Qui est le film ?
Avec Nope (2022), Jordan Peele signe son troisième long-métrage après Get Out et Us. Là où le premier explorait le racisme systémique et le second les fractures sociales à travers la figure du double, Nope déplace le regard vers une autre obsession américaine : le regard. Le film raconte, en surface, l’histoire d’un frère et d’une sœur, héritiers d’un ranch spécialisé dans le dressage de chevaux pour Hollywood, confrontés à une présence mystérieuse dans le ciel.
Que cherche-t-il à dire ?
Nope se présente comme un film sur le spectacle et sur la capture. Son geste central consiste à interroger la pulsion moderne qui veut absolument faire de l’événement une preuve, de l’étrange une image, de l’effroi un format. Jordan Peele transforme cette logique en objet cinématographique : le ciel devient champ de visibilité et de prédation, la caméra devient instrument de survie et en même temps moteur d’exploitation.
Par quels moyens ?
Au cœur du film se déploie une critique de l’économie du spectacle. Les personnages cherchent à « attraper » l’inédit pour le monétiser, pour en tirer un récit, un coup médiatique, un trophée. Ce désir de convertir le réel en marchandise est montré comme profondément ambivalent. Filmer peut sauver mais filmer peut aussi transformer le vivant en ressource.
Nope travaille la dialectique du regard. Il oppose le regard qui tente de comprendre et le regard qui voudrait posséder. La caméra est doublement ambivalente : instrument de connaissance et outil d’appropriation. Certaines scènes mettent la caméra au centre de la dramaturgie non comme simple témoin mais comme acteur. Filmer rend visible mais expose aussi.

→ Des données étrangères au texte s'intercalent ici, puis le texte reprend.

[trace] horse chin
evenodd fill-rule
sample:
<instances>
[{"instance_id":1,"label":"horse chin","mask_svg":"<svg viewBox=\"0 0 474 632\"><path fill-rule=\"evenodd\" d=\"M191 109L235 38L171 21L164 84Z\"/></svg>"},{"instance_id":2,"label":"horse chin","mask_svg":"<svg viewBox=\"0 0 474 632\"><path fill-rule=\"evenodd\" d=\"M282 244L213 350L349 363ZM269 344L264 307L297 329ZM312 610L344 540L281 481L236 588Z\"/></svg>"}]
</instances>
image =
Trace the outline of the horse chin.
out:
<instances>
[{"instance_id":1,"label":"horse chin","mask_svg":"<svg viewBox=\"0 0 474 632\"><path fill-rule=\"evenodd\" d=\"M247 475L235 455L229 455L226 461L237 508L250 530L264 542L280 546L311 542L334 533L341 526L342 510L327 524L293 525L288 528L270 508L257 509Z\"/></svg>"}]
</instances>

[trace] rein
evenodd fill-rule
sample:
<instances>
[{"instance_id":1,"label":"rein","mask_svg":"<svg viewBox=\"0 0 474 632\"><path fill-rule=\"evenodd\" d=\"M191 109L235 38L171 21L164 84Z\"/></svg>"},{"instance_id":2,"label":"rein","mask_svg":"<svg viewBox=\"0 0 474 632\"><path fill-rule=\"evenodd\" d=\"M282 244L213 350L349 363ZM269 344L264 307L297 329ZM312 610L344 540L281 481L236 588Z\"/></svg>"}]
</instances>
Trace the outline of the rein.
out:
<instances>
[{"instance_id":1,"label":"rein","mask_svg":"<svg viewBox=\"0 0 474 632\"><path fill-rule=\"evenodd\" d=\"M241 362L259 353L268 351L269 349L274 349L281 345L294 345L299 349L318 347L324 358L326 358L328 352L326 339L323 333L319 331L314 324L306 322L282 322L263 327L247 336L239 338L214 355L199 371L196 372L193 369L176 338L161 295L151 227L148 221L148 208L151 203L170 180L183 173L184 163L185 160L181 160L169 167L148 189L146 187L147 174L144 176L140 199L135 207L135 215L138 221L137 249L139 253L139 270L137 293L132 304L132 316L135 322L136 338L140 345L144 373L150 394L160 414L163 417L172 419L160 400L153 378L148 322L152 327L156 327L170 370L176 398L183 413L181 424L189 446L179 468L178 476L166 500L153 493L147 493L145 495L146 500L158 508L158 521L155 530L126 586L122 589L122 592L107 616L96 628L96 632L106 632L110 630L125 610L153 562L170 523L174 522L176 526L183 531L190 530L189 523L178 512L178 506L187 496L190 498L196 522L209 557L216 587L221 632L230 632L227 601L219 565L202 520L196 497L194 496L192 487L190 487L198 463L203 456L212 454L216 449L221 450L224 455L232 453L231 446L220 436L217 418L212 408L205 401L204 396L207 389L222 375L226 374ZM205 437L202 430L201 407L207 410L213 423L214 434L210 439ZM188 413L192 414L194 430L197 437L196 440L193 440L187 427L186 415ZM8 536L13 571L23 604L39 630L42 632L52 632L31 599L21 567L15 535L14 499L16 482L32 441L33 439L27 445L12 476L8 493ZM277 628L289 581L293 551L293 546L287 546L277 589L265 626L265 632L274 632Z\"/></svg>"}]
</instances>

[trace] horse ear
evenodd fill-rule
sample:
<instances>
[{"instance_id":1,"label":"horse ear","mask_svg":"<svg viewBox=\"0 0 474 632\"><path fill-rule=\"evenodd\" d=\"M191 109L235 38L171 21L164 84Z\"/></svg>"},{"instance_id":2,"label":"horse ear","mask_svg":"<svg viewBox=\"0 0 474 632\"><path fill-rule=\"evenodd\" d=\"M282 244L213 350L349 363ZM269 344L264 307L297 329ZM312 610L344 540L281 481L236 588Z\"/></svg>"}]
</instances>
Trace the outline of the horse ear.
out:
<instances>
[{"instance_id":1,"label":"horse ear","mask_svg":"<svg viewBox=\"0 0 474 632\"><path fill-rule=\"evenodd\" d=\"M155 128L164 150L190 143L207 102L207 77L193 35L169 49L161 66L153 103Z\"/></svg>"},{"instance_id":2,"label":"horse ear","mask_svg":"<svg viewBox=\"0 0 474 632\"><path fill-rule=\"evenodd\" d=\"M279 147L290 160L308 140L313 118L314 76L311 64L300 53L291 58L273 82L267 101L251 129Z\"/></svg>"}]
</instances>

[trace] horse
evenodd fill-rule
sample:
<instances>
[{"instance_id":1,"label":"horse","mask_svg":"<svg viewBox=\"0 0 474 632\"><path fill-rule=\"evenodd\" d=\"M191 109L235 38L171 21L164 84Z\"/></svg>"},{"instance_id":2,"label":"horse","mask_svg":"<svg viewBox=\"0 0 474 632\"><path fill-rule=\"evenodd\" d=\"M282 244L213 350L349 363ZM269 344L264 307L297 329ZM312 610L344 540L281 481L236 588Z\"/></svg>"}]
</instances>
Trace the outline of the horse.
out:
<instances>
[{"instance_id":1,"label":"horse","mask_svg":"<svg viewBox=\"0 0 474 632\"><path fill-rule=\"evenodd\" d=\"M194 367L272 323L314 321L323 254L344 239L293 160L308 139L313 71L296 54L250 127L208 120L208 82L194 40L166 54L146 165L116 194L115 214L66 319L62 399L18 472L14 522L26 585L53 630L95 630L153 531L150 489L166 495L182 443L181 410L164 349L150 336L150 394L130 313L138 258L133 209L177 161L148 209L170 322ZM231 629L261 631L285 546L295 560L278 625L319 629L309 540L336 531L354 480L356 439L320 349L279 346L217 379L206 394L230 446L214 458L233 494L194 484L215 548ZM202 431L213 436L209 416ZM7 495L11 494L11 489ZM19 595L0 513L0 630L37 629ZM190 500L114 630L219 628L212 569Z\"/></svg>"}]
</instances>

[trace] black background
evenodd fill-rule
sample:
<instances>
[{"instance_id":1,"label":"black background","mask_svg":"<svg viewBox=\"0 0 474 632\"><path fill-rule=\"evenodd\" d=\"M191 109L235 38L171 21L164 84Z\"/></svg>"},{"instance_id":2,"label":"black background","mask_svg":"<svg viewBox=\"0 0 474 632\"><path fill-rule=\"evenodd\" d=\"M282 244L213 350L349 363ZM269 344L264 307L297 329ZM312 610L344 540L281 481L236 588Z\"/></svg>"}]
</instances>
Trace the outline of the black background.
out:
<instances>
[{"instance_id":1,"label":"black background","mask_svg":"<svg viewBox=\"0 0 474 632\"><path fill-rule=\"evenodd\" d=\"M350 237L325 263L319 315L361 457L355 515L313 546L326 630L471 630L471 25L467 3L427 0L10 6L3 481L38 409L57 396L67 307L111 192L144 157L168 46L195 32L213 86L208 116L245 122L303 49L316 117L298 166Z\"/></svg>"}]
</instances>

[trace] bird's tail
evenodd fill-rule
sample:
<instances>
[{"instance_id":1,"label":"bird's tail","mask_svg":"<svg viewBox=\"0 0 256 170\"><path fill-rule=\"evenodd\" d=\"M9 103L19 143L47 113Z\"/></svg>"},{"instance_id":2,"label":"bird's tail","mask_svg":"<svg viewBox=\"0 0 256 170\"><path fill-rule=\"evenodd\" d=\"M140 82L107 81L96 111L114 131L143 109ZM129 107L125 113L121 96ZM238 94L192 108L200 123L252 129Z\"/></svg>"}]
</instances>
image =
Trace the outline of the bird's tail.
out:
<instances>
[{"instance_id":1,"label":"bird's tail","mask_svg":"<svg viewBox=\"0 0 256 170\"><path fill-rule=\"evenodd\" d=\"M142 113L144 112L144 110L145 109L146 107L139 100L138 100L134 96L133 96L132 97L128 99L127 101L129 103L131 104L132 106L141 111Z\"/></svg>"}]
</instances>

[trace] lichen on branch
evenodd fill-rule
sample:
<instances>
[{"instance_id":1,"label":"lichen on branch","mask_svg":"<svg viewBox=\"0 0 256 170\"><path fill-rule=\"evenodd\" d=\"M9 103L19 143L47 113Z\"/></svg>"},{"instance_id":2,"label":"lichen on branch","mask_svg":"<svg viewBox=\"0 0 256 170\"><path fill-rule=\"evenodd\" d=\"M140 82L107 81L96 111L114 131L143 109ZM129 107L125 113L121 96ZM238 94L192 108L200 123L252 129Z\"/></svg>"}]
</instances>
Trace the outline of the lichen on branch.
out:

Le ciel, souvent perçu comme libre et commun, devient ici un espace disputé. Il concentre l’étrangeté et la menace, mais il concentre aussi les fantasmes de maîtrise. Peele met en relation la conquête du ciel par la technologie et les vieilles formes d’extractivisme. Le visible du ciel est un visible contrôlé par des appareils, des yeux payants, des institutions de spectacle.
La famille au centre porte une blessure qui circule. Le récit familial transforme la quête de preuve en revanche symbolique. Le film met en lumière comment les traumatismes se transmettent sous forme de récits fragmentés et comment la tentative de faire image peut servir d’acte réparateur ou de répétition morbide. La logique du spectacle se mêle à celle du deuil : faire voir pour exister, nommer pour panser.
Les chevaux, figures de dignité et de sacrifice, rappellent que l’animalité est au cœur du cinéma. La créature du ciel, loin d’être un simple monstre, fonctionne comme métaphore du prédateur médiatique : elle aspire l’attention et transforme le vivant en ressource. Peele brouille ainsi la frontière entre humain, animal et inhumain.
Peele mêle le grotesque et l’angoisse. Le film bascule sans cesse entre le comique, souvent noir, et l’horreur frontale. Cette tonalité mixte fait sa violence propre : le rire dédramatise pour mieux préparer le choc, et inversement la terreur révèle le comique comme écran. L’ironie y joue un rôle de clarinette qui signale l’hypocrisie sociale, la petitesse des ambitions de certains personnages et la grandiloquence des entreprises de mise en spectacle.
Le motif de la capture revient constamment, sous formes techniques et symboliques. Caméras, objectifs, cages, et même la manière de clouer le regard des autres sont autant de variations de cette idée.
Plusieurs personnages portent les traces d’expériences scéniques catastrophiques. Le cinéma est lu comme suite logique du théâtre télévisuel, et Peele interroge la violence de la scène qui neutralise et qui engraisse le spectacle.
Nope est un film qui pense son médium. La direction de la photographie travaille la profondeur et la distance : plans larges qui isolent, cadres qui enferment, travellings qui suivent le regard ou l’évitent. Le montage joue des attentes. Peele s’intéresse au temps de l’attente autant qu’à l’événement lui même. Le son est sculpté pour rendre la matière du ciel et pour créer une physicalité de la menace.
Où me situer ?
Le film ne se contente pas de dénoncer la voracité de l’image, il la met en scène, il nous la fait ressentir. Ce que je trouve plus problématique, c’est une certaine dispersion symbolique : à force de multiplier les strates (spectacle, mémoire, animalité, politique), Peele risque, de nouveau, de diluer la puissance immédiate de ses images.
Quelle lecture en tirer ?
Nope est une fable moderne sur la capture, sur la tension entre sauver et consommer, et sur la façon dont le ciel, le merveilleux et l’horreur se plient aux lois du marché de l’attention. Sur le plan formel, le film replace la question du cinéma au centre de son propos. Sur le plan politique, il nous invite à considérer nos désirs d’image comme des actes qui ont un coût.